Market Action, September 11 2008 - The Lehman, er, "Low"

The Dow closed up 165 points today.  There were rumors all day of an impending buyout of Lehman on the weekend, and at 3:30, it was reported that the Treasury and the Fed were facilitating the sale of the 158 year old broker.  The Dow, which was flat at the time, exploded higher into the close.

I have heard but I cannot confirm - since I don't do much actual, you know, "confirming" - that the company will be bought by a consortium, perhaps including private equity managers.  If so, it does not bode well since one would think that a reputed shop such as Lehman would be a desirable candidate for a single bank.

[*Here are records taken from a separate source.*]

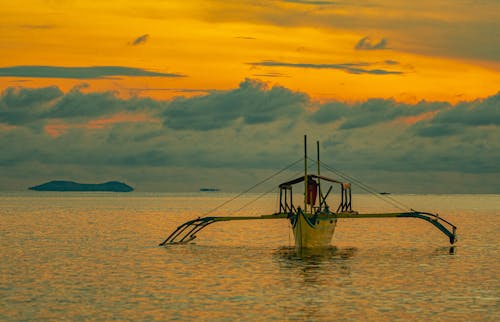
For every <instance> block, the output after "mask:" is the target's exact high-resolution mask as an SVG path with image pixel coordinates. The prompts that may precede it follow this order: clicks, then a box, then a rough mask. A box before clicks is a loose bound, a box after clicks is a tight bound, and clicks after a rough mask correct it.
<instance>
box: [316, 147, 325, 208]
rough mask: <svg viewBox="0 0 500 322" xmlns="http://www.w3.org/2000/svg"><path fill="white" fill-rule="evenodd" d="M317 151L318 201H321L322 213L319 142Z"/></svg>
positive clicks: (316, 149) (319, 205)
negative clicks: (319, 155) (317, 159)
mask: <svg viewBox="0 0 500 322" xmlns="http://www.w3.org/2000/svg"><path fill="white" fill-rule="evenodd" d="M316 150H317V152H318V194H319V197H318V200H319V210H320V211H321V198H322V196H323V195H322V194H321V179H320V177H321V172H320V170H319V163H320V161H319V141H316Z"/></svg>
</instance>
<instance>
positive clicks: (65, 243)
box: [0, 193, 500, 321]
mask: <svg viewBox="0 0 500 322" xmlns="http://www.w3.org/2000/svg"><path fill="white" fill-rule="evenodd" d="M40 196H42V195H39V194H23V193H21V194H8V195H0V205H1V207H0V216H1V217H0V218H1V220H2V226H1V229H0V237H1V238H0V248H1V253H2V263H1V266H0V268H1V279H2V283H1V287H0V296H1V297H2V306H1V308H0V320H6V321H8V320H64V319H70V320H79V319H91V320H111V319H118V320H172V319H180V320H193V319H201V320H228V321H232V320H235V319H240V320H257V319H258V320H280V321H281V320H312V321H331V320H351V319H358V320H388V319H390V320H428V319H432V320H452V319H454V320H499V318H500V316H499V309H498V307H499V305H498V304H499V296H498V290H499V280H500V279H499V277H500V276H499V271H498V267H500V266H499V264H500V263H499V258H500V256H499V239H498V238H499V237H498V236H499V233H500V225H499V219H498V209H499V196H494V195H492V196H479V197H478V196H441V198H440V197H439V196H402V199H404V201H405V202H406V203H409V204H412V205H416V206H415V207H416V208H418V209H436V210H437V211H439V212H440V213H443V216H445V217H446V218H447V219H449V220H450V221H452V222H453V223H454V224H456V225H457V226H458V229H459V238H460V239H459V242H458V244H457V246H455V247H450V246H449V245H448V244H447V238H446V237H445V236H443V235H442V234H441V233H440V232H438V231H437V230H436V229H434V228H433V227H432V226H431V225H429V224H428V223H425V222H423V221H422V222H421V221H417V220H414V219H404V220H403V219H381V220H342V221H339V225H338V227H337V230H336V233H335V236H334V239H333V241H332V245H333V246H331V247H328V248H325V249H319V250H302V251H298V250H296V249H295V248H294V247H293V246H292V245H291V242H293V237H292V238H291V239H290V234H291V231H290V227H289V224H288V223H287V222H286V221H280V220H276V221H266V222H245V223H234V222H228V223H220V224H219V223H217V224H214V225H213V226H211V227H210V228H208V229H207V230H206V231H203V232H202V233H200V235H199V238H198V239H197V240H196V243H193V244H188V245H175V246H168V247H157V244H158V243H159V242H160V241H161V240H162V238H164V237H165V236H166V235H167V234H168V233H170V231H171V230H172V229H174V228H175V227H176V226H177V225H179V224H180V223H182V222H184V221H185V220H188V219H192V218H193V217H197V216H200V215H203V213H204V211H206V209H211V208H213V206H215V205H218V204H219V203H220V202H221V200H222V201H223V200H225V199H223V198H221V197H217V196H215V197H213V196H202V197H200V196H197V195H171V194H130V195H127V196H123V195H114V194H83V195H82V194H76V193H75V194H62V195H61V194H45V195H43V197H40ZM357 200H358V206H357V207H356V208H357V209H358V210H364V211H373V210H374V208H377V209H375V210H379V211H383V210H384V209H380V208H381V207H379V206H374V204H376V202H375V201H374V202H373V203H372V200H371V199H369V197H367V196H360V197H359V198H358V199H357ZM246 201H247V200H244V201H243V203H245V202H246ZM274 201H275V200H274V199H272V198H268V199H263V200H261V201H259V203H257V204H256V205H254V206H253V207H252V208H250V209H248V210H246V211H245V212H244V213H243V214H246V215H258V214H262V213H269V211H271V212H272V211H273V210H274V208H273V207H274V204H275V203H274ZM360 208H361V209H360Z"/></svg>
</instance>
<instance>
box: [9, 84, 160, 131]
mask: <svg viewBox="0 0 500 322" xmlns="http://www.w3.org/2000/svg"><path fill="white" fill-rule="evenodd" d="M84 87H85V86H84V85H80V86H77V87H75V88H73V89H72V90H70V91H69V92H68V93H63V92H62V91H61V90H60V89H59V88H57V87H55V86H51V87H45V88H36V89H31V88H7V89H6V90H5V91H4V92H3V93H2V94H1V96H0V123H4V124H10V125H19V124H29V123H33V122H37V121H40V122H44V121H46V120H50V119H65V120H68V121H70V122H75V121H79V122H82V121H87V120H91V119H93V118H98V117H102V116H106V115H112V114H115V113H118V112H141V111H150V110H157V109H158V108H160V106H161V105H162V103H161V102H156V101H153V100H151V99H149V98H137V97H133V98H130V99H127V100H125V99H121V98H118V97H117V96H116V94H115V93H114V92H90V93H83V92H82V91H81V89H82V88H84Z"/></svg>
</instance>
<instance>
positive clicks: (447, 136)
mask: <svg viewBox="0 0 500 322" xmlns="http://www.w3.org/2000/svg"><path fill="white" fill-rule="evenodd" d="M499 97H500V95H499V94H496V95H493V96H490V97H487V98H484V99H478V100H474V101H469V102H461V103H459V104H456V105H451V104H448V103H442V102H426V101H422V102H418V103H416V104H404V103H400V102H396V101H394V100H391V99H380V98H372V99H369V100H366V101H362V102H356V103H347V102H336V101H332V102H326V103H318V102H314V101H312V100H311V99H310V98H309V97H307V95H305V94H303V93H300V92H295V91H292V90H290V89H287V88H285V87H282V86H277V85H275V86H270V85H267V84H265V83H263V82H260V81H256V80H250V79H247V80H244V81H243V82H241V84H240V85H239V86H238V87H236V88H234V89H231V90H227V91H216V92H211V93H208V94H204V95H200V96H194V97H188V98H175V99H171V100H166V101H160V100H155V99H150V98H148V99H145V98H138V97H130V98H127V99H125V98H120V97H117V96H116V95H115V94H114V93H112V92H88V91H82V88H81V87H76V88H74V89H73V90H70V91H68V92H66V93H64V92H62V91H61V90H60V89H58V88H57V87H46V88H9V89H7V90H5V91H4V92H3V93H2V94H1V95H0V133H1V135H0V146H2V151H3V153H0V171H1V173H2V180H1V181H0V189H12V187H13V186H12V185H10V184H8V183H15V184H16V185H14V186H15V187H16V188H19V189H24V188H25V187H28V186H30V185H33V184H36V183H38V182H33V180H35V181H40V182H43V181H47V180H50V179H54V178H66V179H75V180H77V181H78V180H80V181H87V182H91V181H95V180H99V179H103V178H105V179H108V178H109V179H116V178H120V179H122V180H125V181H131V182H134V183H135V185H136V186H137V187H138V188H139V190H143V191H144V190H148V189H152V190H176V189H184V190H189V189H191V191H194V190H197V189H198V188H199V187H200V186H203V185H205V184H213V182H217V183H218V186H219V187H221V188H223V189H224V190H225V191H241V190H242V189H244V188H246V187H248V186H249V185H250V184H252V183H254V182H256V181H258V180H259V179H260V178H263V177H267V176H268V175H269V174H270V173H271V172H272V170H273V171H274V170H277V169H280V168H282V167H283V166H284V165H286V164H290V163H291V162H293V161H294V160H297V159H298V158H299V157H300V156H301V155H302V152H303V147H302V145H301V144H302V136H303V135H304V134H308V137H309V138H310V141H311V140H316V139H318V140H320V141H321V142H322V143H323V145H322V146H323V150H322V159H323V160H324V161H325V162H326V163H327V164H334V165H335V167H336V168H339V169H341V170H344V171H346V172H348V173H350V174H352V175H354V176H356V177H358V178H360V179H361V180H362V181H364V182H366V183H368V184H370V183H375V184H376V185H378V186H380V184H382V185H384V188H383V189H384V190H388V191H394V192H396V191H400V192H424V191H425V192H447V193H448V192H450V191H452V192H489V193H499V192H500V191H499V190H498V189H499V187H498V180H500V175H499V173H500V164H498V160H499V159H500V141H499V140H498V137H499V136H500V126H499V125H500V124H499V117H498V115H499V114H498V113H499V111H500V105H499V104H498V102H499ZM422 116H425V117H422ZM407 118H414V119H415V120H416V121H415V122H406V121H404V120H405V119H407ZM48 131H53V132H52V133H48ZM32 169H36V171H33V170H32ZM293 170H294V171H292V172H295V171H300V165H299V166H298V168H297V169H293ZM292 172H290V173H287V176H291V174H292ZM180 174H182V175H180ZM324 174H325V175H327V174H326V173H324ZM433 180H439V184H435V185H434V184H432V185H431V184H429V183H430V182H432V181H433ZM99 181H102V180H99ZM172 182H175V183H176V184H175V185H172V184H171V183H172ZM372 185H373V184H372ZM148 187H149V188H148ZM357 192H359V190H357Z"/></svg>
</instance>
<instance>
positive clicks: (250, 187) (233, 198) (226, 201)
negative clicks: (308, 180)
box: [203, 158, 303, 217]
mask: <svg viewBox="0 0 500 322" xmlns="http://www.w3.org/2000/svg"><path fill="white" fill-rule="evenodd" d="M302 160H303V158H300V159H299V160H297V161H295V162H293V163H291V164H289V165H288V166H286V167H284V168H283V169H281V170H279V171H278V172H276V173H273V174H272V175H270V176H269V177H267V178H265V179H264V180H262V181H260V182H258V183H256V184H254V185H253V186H251V187H250V188H248V189H247V190H245V191H243V192H241V193H239V194H238V195H236V196H235V197H233V198H231V199H229V200H226V201H225V202H223V203H222V204H220V205H218V206H217V207H215V208H213V209H212V210H210V211H208V212H206V213H205V214H204V215H203V217H204V216H206V215H208V214H211V213H212V212H214V211H216V210H217V209H220V208H222V207H223V206H225V205H227V204H228V203H230V202H231V201H234V200H235V199H238V198H239V197H241V196H243V195H244V194H246V193H248V192H249V191H251V190H252V189H255V188H256V187H258V186H260V185H261V184H263V183H265V182H266V181H269V180H271V179H272V178H274V177H275V176H277V175H278V174H280V173H282V172H284V171H286V170H288V169H290V168H291V167H293V166H294V165H296V164H297V163H299V162H301V161H302ZM240 210H241V209H240Z"/></svg>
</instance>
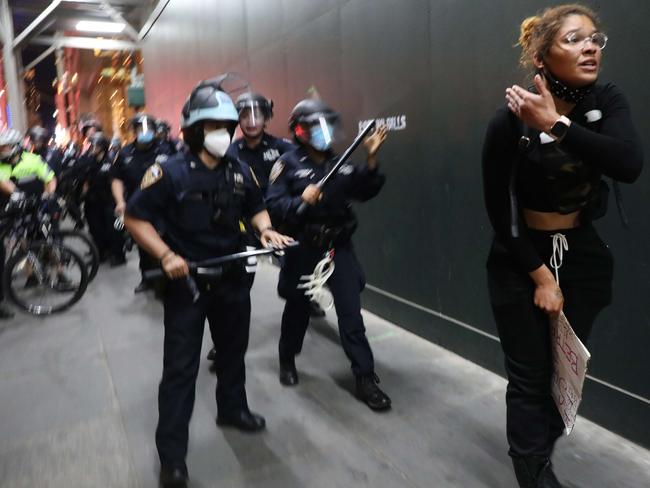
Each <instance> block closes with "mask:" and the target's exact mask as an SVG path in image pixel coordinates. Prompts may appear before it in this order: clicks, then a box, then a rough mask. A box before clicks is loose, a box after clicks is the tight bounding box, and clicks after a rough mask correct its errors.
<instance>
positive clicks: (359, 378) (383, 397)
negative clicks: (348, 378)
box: [356, 373, 391, 411]
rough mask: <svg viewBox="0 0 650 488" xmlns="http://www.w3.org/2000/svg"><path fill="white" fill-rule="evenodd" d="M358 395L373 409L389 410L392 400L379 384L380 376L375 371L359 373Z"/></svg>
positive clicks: (357, 389)
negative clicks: (378, 386)
mask: <svg viewBox="0 0 650 488" xmlns="http://www.w3.org/2000/svg"><path fill="white" fill-rule="evenodd" d="M356 380H357V397H359V399H360V400H362V401H363V402H364V403H365V404H366V405H368V406H369V407H370V408H371V409H372V410H377V411H379V410H388V409H389V408H390V406H391V401H390V398H389V397H388V395H386V393H384V392H383V391H381V389H380V388H379V387H378V386H377V384H378V383H379V377H378V376H377V375H376V374H375V373H369V374H364V375H358V376H357V377H356Z"/></svg>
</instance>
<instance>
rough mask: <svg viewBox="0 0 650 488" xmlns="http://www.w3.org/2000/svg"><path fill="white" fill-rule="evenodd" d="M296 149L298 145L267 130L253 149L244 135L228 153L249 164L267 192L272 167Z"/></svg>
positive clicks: (228, 148) (233, 157)
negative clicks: (260, 140)
mask: <svg viewBox="0 0 650 488" xmlns="http://www.w3.org/2000/svg"><path fill="white" fill-rule="evenodd" d="M294 149H296V146H294V145H293V144H291V143H290V142H289V141H287V140H286V139H281V138H279V137H274V136H272V135H270V134H267V133H266V132H265V133H264V134H263V135H262V140H261V141H260V143H259V144H258V145H257V146H255V147H254V148H253V149H251V148H250V147H248V145H247V144H246V140H245V139H244V138H243V137H242V138H240V139H237V140H236V141H234V142H233V143H232V144H231V145H230V147H229V148H228V155H230V156H231V157H233V158H236V159H240V160H241V161H244V162H245V163H246V164H248V165H249V166H250V167H251V168H252V169H253V171H254V172H255V175H256V176H257V177H258V179H259V182H260V187H261V188H262V191H263V192H264V193H266V189H267V188H268V186H269V175H270V174H271V168H273V165H274V164H275V162H276V161H277V159H278V158H279V157H280V156H281V155H283V154H285V153H287V152H289V151H293V150H294Z"/></svg>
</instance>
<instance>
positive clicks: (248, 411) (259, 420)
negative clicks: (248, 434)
mask: <svg viewBox="0 0 650 488" xmlns="http://www.w3.org/2000/svg"><path fill="white" fill-rule="evenodd" d="M217 425H219V426H226V427H235V428H237V429H239V430H241V431H242V432H258V431H260V430H264V428H265V427H266V420H264V417H262V416H261V415H259V414H257V413H253V412H251V411H250V410H249V409H248V408H244V409H241V410H236V411H234V412H228V413H225V414H221V413H220V414H219V416H218V417H217Z"/></svg>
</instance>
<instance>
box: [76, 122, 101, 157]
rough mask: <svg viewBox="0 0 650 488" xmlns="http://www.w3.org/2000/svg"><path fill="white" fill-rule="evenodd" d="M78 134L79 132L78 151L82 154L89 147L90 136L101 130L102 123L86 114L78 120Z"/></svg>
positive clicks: (85, 151)
mask: <svg viewBox="0 0 650 488" xmlns="http://www.w3.org/2000/svg"><path fill="white" fill-rule="evenodd" d="M78 126H79V134H81V148H80V153H81V154H83V153H85V152H86V151H88V150H89V149H90V137H91V136H92V135H93V134H94V133H96V132H101V131H102V125H101V124H100V123H99V121H98V120H97V119H96V118H95V116H94V115H93V114H92V113H91V114H86V115H85V116H84V117H83V118H82V119H81V120H80V121H79V125H78Z"/></svg>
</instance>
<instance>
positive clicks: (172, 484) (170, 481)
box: [159, 466, 187, 488]
mask: <svg viewBox="0 0 650 488" xmlns="http://www.w3.org/2000/svg"><path fill="white" fill-rule="evenodd" d="M159 481H160V487H161V488H187V471H186V470H185V469H183V468H173V467H165V466H161V467H160V478H159Z"/></svg>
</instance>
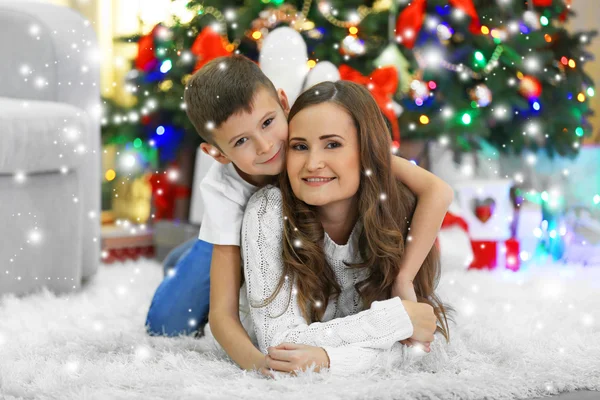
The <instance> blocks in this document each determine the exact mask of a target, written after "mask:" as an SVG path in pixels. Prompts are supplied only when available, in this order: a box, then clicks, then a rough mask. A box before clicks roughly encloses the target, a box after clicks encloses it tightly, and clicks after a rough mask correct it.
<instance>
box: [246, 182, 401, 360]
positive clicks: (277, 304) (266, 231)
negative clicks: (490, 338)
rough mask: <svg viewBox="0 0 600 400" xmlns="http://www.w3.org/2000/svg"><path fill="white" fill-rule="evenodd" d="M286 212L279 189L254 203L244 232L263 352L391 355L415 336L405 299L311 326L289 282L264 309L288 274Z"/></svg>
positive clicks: (374, 304) (247, 214)
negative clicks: (283, 238) (402, 343)
mask: <svg viewBox="0 0 600 400" xmlns="http://www.w3.org/2000/svg"><path fill="white" fill-rule="evenodd" d="M281 209H282V207H281V192H280V191H279V189H276V188H270V189H267V190H265V189H262V190H260V191H259V192H257V194H256V195H255V196H253V197H252V198H251V199H250V201H249V203H248V206H247V208H246V212H245V215H244V223H243V226H242V256H243V259H244V273H245V276H246V285H247V290H248V300H249V302H250V312H251V317H252V320H253V323H254V325H255V330H256V336H257V339H258V343H259V347H260V349H261V351H263V352H265V353H266V352H267V349H268V347H269V346H276V345H278V344H280V343H283V342H293V343H303V344H308V345H312V346H319V347H325V346H328V347H340V346H346V345H355V346H357V347H365V348H371V349H386V350H387V349H390V348H391V347H392V345H393V344H394V343H395V342H397V341H399V340H402V339H406V338H408V337H410V336H411V335H412V334H413V326H412V323H411V320H410V317H409V315H408V314H407V312H406V310H405V309H404V306H403V304H402V301H401V300H400V299H399V298H393V299H390V300H386V301H380V302H374V303H373V305H372V306H371V308H370V309H369V310H365V311H362V312H360V313H358V314H355V315H351V316H348V317H344V318H337V319H334V320H331V321H328V322H315V323H312V324H307V322H306V320H305V319H304V317H303V316H302V313H301V311H300V307H299V305H298V303H297V301H296V298H295V295H294V292H295V285H293V283H292V282H290V280H286V281H285V282H284V284H283V285H282V288H281V290H280V291H279V292H278V294H277V295H276V296H275V297H274V299H273V300H272V301H271V302H269V303H268V304H266V305H264V303H265V302H266V300H267V299H268V298H269V297H271V295H272V294H273V293H274V292H275V289H276V287H277V284H278V282H279V280H280V278H281V276H282V272H283V260H282V236H283V216H282V212H281ZM331 363H332V365H334V364H335V360H333V359H332V360H331Z"/></svg>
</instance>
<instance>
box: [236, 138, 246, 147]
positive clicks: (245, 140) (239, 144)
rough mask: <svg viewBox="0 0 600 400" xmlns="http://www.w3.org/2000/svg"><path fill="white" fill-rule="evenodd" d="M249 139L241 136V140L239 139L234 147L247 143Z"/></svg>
mask: <svg viewBox="0 0 600 400" xmlns="http://www.w3.org/2000/svg"><path fill="white" fill-rule="evenodd" d="M247 140H248V138H241V139H240V140H238V141H237V142H235V145H234V146H233V147H238V146H241V145H243V144H244V143H246V141H247Z"/></svg>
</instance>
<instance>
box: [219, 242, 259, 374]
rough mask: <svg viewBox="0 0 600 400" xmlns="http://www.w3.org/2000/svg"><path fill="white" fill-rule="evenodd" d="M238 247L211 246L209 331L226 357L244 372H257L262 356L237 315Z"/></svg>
mask: <svg viewBox="0 0 600 400" xmlns="http://www.w3.org/2000/svg"><path fill="white" fill-rule="evenodd" d="M241 273H242V272H241V266H240V247H239V246H221V245H214V247H213V253H212V261H211V266H210V312H209V317H208V318H209V321H210V328H211V331H212V333H213V335H214V336H215V339H217V341H218V342H219V344H220V345H221V346H222V347H223V349H225V351H226V352H227V354H228V355H229V357H231V359H232V360H233V361H234V362H235V363H237V364H238V365H239V366H240V367H241V368H243V369H246V370H252V369H260V368H261V367H262V366H263V365H264V361H265V355H264V354H262V353H261V352H260V351H259V350H258V349H257V348H256V347H255V346H254V344H252V341H251V340H250V337H249V336H248V333H247V332H246V330H245V329H244V327H243V326H242V323H241V322H240V316H239V297H240V282H241Z"/></svg>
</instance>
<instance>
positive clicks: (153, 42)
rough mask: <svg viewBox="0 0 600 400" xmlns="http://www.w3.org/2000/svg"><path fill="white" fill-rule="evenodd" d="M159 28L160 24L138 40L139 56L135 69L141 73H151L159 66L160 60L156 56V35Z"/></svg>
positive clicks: (158, 24) (135, 64)
mask: <svg viewBox="0 0 600 400" xmlns="http://www.w3.org/2000/svg"><path fill="white" fill-rule="evenodd" d="M159 28H160V24H158V25H156V26H155V27H154V28H152V31H151V32H150V33H148V34H147V35H144V36H142V37H141V38H140V40H138V55H137V57H136V59H135V67H136V68H137V69H139V70H141V71H145V72H148V71H151V70H152V69H153V68H154V67H155V66H156V65H157V64H158V59H157V58H156V56H155V55H154V47H155V44H154V35H155V34H156V32H157V31H158V29H159Z"/></svg>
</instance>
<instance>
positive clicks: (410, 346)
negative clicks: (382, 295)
mask: <svg viewBox="0 0 600 400" xmlns="http://www.w3.org/2000/svg"><path fill="white" fill-rule="evenodd" d="M392 297H400V299H402V300H410V301H414V302H415V303H416V302H417V294H416V293H415V286H414V285H413V282H412V281H411V280H408V279H402V277H400V276H398V277H397V278H396V281H395V282H394V286H393V287H392ZM400 343H402V344H403V345H405V346H408V347H413V346H417V347H422V348H423V350H424V351H425V352H426V353H429V352H430V351H431V349H430V343H429V342H419V341H417V340H414V339H412V338H409V339H405V340H401V341H400Z"/></svg>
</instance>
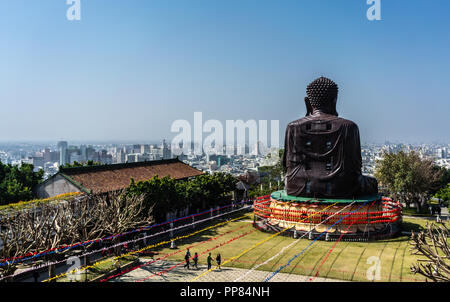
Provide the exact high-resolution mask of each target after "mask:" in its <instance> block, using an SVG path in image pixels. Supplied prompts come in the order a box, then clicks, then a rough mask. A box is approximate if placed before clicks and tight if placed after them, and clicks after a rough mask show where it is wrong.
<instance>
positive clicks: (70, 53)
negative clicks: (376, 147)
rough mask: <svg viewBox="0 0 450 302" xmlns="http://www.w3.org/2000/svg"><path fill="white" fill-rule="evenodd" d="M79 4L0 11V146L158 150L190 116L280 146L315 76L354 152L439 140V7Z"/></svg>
mask: <svg viewBox="0 0 450 302" xmlns="http://www.w3.org/2000/svg"><path fill="white" fill-rule="evenodd" d="M81 3H82V6H81V9H82V14H81V20H80V21H68V20H67V19H66V14H65V13H66V10H67V5H66V4H65V1H59V2H56V1H52V2H41V1H39V2H30V1H19V0H18V1H6V0H3V1H0V8H1V9H0V33H1V34H2V37H3V42H4V43H2V47H0V58H1V59H0V60H1V61H0V62H1V65H2V68H1V71H0V108H1V109H0V114H2V119H1V120H0V128H1V129H3V130H2V131H1V132H0V141H7V142H8V141H11V142H17V141H42V140H46V141H57V140H60V139H61V138H64V139H65V140H68V141H124V140H126V141H130V142H132V141H136V142H144V141H152V140H156V141H157V140H159V139H160V138H161V139H162V138H166V139H168V140H170V139H171V138H173V137H174V136H175V135H176V133H172V132H171V131H170V127H171V124H172V123H173V122H174V121H175V120H178V119H184V120H187V121H192V118H193V114H194V112H196V111H201V112H203V113H204V119H205V120H208V119H216V120H219V121H221V122H223V123H224V122H225V120H238V119H242V120H244V121H247V120H250V119H254V120H278V121H280V140H281V141H280V145H282V141H283V138H284V129H285V126H286V124H287V123H288V122H290V121H292V120H295V119H298V118H300V117H302V116H304V114H305V108H304V102H303V98H304V96H305V89H306V85H307V84H308V83H309V82H310V81H312V80H313V79H314V78H315V77H318V76H321V75H324V76H328V77H330V78H332V79H333V80H335V81H336V82H337V83H338V85H339V87H340V93H339V99H338V112H339V113H340V116H342V117H345V118H348V119H351V120H353V121H355V122H356V123H357V124H358V125H359V126H360V134H361V141H362V142H379V143H381V142H384V141H393V142H396V141H397V142H405V143H419V142H423V143H433V142H436V143H438V142H439V143H448V142H449V141H450V133H449V132H448V122H447V120H448V113H449V112H450V102H449V100H448V96H449V95H450V87H449V86H448V84H447V83H448V80H449V79H450V68H449V67H450V66H449V64H450V60H449V55H448V49H449V48H450V39H449V37H448V35H447V34H446V33H445V30H446V28H448V27H449V26H450V20H448V18H447V15H446V12H448V11H449V10H450V4H449V3H448V2H446V1H435V2H433V4H429V3H425V2H421V1H403V2H392V1H390V2H387V1H383V5H382V20H381V21H368V20H367V18H366V11H367V8H368V6H367V4H366V1H362V0H361V1H354V2H352V3H351V4H350V3H349V2H346V3H342V2H339V3H337V2H336V1H326V0H321V1H314V2H311V1H308V2H306V1H301V2H298V1H288V0H285V1H283V2H280V3H273V2H269V1H245V2H242V1H226V2H225V1H223V2H214V3H212V2H210V1H194V2H190V1H188V2H186V1H176V2H174V3H167V2H164V1H152V2H149V1H135V2H134V3H133V5H130V4H129V3H127V2H112V3H108V5H107V6H105V5H103V4H102V3H100V2H97V1H81ZM117 20H119V21H120V22H117ZM286 108H295V109H294V110H288V109H286Z"/></svg>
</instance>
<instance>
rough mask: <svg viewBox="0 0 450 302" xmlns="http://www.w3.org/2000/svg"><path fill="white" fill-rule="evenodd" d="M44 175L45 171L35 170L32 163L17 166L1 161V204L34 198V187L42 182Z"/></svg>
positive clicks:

If the Fed has to backstop the transaction and they can't find a big bank to swallow the firm, it says either that Lehman was so toxic banks do not want to touch it even with Fed financing, or banks are so capital constrained, they cannot do it even if they wanted to.  My bet is that its primarily the latter but the former is on the bank exec's minds.

This is the fifth major action by the government to assist the financial markets, including slashing interest rates, bailing out Bear Stearns, creating an alphabet soup of asset swaps onto the Fed's increasingly precarious balance sheet, the nationalization of the GSEs, and now this.  Yet, the market's reaction to each becomes more muted.  I expect this one to be no different. 

More worringly, I am hearing anecdotally of a pronounced slowdown in Europe and Asia, worse than advertised by Wall Street and worse than the official statistics suggest.

Nothing has changed.  This is a bear market.  We may be due for a bounce, but in a bear market, one sells the rallies.